Imaginar que no meu país, com a devida diferença de números, isto tivesse acontecido nos últimos 12 anos, deixa-me com um sorriso. Talvez por isso, nos últimos anos, era uma vez, tanta gente do meu país foi para esse e outros países iguais aos outros. 
Deveria existir um universo com matemática poética e umbigos de gelo. Aí a estatística cantaria e a demagogia seria tão abjeta como o preconceito.

Diria a história, se ela falasse por voz própria, que as sociedades caminham para a equalização. No meu país há uma linha torta nesta escrita, um passo atrás no que diria a história, se ela falasse por voz própria. No outro país de era uma vez, não sei se alguém escreve certo, mas as estradas dão a quem a percorre o sentido do sentido que daqui a alguns anos se dará ao caminho. O que é certo? Certo é valermos pelo que fazemos e não pela qualidade do colchão em que nascemos; certo é buscarmos a independência e recusarmos os impérios, mesmo quando são os nossos; certo é um homem ou uma mulher poderem recusar ser escravos; certo é culpar a exceção, não a regra; certo é ter em cada homem um irmão, que defendemos independentemente da sua posição de classe, de credo, de ideologia ou da quantidade de erros que tenha cometido; certo é não julgarmos o universo pelo tamanho do nosso umbigo. Deveria existir uma Declaração Universal da Ética Humana, que dispensasse de uma vez o conceito de tolerância; que sublimasse a arrogância do certo e do errado. Mais que uma declaração dos direitos: era uma vez o direito à concentração de arrogância travestida de ações da NASDAC e de dívida privada assumida publicamente com carimbo do Fundo Monetário Internacional, perante os quais todos os outros direitos não existem – esta é a história com que nos deitamos todos os dias.

Nestas coisas do deve e do haver, todos errámos. Um país como os outros, partidos como os outros, pessoas como as outras. Todos erramos.
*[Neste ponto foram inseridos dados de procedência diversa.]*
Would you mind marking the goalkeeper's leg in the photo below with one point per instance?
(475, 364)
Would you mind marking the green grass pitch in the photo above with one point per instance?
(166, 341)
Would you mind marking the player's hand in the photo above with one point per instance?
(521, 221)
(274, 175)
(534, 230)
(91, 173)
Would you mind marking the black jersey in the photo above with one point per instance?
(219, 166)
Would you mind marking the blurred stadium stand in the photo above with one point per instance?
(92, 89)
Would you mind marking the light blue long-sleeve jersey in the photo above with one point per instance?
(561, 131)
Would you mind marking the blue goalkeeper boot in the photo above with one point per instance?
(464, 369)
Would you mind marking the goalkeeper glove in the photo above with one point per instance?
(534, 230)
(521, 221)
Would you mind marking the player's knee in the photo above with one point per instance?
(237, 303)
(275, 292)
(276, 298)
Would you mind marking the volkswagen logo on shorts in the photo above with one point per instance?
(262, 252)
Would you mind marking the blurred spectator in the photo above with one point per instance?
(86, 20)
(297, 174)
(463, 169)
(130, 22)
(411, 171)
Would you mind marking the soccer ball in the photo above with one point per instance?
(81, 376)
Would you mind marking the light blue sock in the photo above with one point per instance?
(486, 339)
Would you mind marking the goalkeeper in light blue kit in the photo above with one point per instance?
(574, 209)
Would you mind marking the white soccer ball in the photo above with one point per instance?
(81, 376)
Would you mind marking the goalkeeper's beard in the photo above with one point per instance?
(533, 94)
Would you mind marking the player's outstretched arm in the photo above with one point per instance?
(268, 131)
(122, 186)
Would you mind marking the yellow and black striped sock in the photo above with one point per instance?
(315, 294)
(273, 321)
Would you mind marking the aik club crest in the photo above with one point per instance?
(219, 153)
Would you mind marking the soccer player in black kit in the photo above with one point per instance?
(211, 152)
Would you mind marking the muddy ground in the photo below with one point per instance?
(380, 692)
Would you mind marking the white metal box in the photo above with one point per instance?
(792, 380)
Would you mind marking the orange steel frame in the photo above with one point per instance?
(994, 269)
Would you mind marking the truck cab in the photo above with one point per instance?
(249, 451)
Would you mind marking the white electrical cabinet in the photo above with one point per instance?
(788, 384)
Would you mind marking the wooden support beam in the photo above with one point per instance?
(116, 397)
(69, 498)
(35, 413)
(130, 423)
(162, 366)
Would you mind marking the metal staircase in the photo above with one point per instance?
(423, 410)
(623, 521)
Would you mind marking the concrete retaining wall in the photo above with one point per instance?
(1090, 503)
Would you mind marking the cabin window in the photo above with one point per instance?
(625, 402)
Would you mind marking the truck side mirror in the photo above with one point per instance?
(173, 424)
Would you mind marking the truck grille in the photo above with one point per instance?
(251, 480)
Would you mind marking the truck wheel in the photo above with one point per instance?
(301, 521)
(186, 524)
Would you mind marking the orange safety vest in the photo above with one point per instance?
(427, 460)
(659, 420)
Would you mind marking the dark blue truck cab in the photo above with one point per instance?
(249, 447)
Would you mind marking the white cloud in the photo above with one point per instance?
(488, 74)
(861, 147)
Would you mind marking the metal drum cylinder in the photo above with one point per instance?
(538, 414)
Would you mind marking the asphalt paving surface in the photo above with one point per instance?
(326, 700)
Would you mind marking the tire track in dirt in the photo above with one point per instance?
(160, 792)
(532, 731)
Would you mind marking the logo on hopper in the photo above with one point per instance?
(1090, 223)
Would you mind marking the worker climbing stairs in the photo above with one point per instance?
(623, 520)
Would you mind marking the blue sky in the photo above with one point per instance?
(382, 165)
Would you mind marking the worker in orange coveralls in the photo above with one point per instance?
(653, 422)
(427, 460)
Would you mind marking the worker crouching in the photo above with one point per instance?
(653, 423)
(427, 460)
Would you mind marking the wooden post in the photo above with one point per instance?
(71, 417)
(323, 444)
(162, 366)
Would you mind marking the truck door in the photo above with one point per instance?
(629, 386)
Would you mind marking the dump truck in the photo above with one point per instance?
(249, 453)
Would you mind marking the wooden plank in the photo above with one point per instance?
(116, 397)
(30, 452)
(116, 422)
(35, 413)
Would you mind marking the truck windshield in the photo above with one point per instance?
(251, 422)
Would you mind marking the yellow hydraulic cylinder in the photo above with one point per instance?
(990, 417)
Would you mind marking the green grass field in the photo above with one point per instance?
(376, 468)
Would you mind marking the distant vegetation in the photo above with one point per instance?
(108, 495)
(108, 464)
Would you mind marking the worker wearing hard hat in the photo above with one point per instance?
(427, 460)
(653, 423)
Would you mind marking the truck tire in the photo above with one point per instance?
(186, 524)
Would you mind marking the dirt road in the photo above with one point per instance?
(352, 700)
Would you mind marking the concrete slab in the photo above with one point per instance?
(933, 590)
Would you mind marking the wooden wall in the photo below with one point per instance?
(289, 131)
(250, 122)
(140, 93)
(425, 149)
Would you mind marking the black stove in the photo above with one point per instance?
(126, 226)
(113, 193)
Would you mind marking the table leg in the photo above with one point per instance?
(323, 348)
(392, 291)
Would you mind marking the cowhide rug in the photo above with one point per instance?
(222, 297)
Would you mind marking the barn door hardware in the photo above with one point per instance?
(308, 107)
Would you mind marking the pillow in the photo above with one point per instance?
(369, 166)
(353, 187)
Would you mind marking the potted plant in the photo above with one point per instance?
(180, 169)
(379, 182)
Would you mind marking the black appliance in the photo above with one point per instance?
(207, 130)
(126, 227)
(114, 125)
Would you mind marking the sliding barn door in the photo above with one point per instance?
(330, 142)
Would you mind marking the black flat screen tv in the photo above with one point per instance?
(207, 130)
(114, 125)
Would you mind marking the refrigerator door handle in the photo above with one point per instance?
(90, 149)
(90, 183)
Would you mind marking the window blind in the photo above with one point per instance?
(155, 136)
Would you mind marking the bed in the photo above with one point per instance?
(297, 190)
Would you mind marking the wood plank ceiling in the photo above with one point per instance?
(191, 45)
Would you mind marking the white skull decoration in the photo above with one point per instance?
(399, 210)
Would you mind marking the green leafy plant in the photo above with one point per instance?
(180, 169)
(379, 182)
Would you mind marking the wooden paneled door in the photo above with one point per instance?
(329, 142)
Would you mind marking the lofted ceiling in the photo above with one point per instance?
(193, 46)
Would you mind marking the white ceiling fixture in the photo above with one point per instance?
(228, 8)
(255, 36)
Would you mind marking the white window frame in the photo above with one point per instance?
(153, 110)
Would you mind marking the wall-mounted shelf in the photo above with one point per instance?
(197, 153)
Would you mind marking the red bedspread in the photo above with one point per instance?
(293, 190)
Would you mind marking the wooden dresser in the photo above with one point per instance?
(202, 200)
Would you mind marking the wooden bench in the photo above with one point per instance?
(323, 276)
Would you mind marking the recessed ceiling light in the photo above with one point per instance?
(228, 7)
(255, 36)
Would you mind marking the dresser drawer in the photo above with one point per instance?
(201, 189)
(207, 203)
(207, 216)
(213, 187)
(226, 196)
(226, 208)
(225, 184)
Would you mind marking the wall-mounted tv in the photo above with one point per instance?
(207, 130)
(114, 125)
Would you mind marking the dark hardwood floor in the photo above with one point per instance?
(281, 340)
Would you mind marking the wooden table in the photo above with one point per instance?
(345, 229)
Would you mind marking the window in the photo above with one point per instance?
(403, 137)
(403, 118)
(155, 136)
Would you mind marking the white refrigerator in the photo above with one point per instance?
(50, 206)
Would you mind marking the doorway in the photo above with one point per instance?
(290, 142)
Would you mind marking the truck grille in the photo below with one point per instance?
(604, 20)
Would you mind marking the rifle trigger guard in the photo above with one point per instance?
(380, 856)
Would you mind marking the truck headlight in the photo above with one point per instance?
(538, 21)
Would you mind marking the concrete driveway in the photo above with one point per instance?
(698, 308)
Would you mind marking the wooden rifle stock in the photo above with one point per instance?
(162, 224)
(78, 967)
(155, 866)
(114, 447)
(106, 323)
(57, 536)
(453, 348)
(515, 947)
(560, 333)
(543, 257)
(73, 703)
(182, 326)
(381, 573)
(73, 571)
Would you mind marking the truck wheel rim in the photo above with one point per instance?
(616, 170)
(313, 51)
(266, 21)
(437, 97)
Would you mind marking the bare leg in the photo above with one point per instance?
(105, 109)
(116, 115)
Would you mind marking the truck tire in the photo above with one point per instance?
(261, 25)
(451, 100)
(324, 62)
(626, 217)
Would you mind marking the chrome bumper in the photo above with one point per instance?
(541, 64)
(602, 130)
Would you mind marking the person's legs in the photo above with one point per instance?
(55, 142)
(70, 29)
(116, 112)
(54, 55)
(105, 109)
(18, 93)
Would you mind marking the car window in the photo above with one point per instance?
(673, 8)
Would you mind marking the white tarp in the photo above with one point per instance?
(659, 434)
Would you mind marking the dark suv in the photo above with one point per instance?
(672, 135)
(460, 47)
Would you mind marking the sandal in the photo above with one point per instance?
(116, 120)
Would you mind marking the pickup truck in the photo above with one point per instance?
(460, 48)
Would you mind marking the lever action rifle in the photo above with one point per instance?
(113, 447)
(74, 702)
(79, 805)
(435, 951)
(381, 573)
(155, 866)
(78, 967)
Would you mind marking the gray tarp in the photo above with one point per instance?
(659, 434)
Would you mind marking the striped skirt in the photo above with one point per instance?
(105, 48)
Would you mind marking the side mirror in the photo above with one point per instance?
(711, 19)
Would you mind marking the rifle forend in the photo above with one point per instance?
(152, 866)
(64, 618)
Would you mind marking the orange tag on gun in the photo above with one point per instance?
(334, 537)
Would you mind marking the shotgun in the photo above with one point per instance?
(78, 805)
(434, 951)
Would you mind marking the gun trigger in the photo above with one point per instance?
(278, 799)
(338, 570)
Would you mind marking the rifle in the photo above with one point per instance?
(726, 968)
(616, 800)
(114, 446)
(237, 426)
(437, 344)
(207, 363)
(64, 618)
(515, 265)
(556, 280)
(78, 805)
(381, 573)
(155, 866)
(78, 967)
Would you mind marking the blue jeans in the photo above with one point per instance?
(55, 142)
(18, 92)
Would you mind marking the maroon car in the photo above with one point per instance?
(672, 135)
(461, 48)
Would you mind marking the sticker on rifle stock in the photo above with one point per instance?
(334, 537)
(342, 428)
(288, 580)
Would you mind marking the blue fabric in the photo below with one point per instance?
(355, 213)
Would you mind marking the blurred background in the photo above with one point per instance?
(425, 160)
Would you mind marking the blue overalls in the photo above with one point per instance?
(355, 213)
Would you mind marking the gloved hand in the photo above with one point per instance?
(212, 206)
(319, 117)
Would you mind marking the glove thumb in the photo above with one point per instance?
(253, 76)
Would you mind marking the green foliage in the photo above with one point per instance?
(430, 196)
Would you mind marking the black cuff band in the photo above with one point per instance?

Nem se coloca a questão de quem errou mais ou menos – errar é errar. Era uma vez um país e uma eleição. Discutem-se projetos, discute-se um futuro. Diria a história, se ela falasse por voz própria, que as sociedades caminham para a equalização, mas é raro o caminho fazer-se a direito – o que não é a mesma coisa que retroceder.

Era uma vez um país como os outros, que não voltou atrás. É com esta história que quero adormecer dia 26.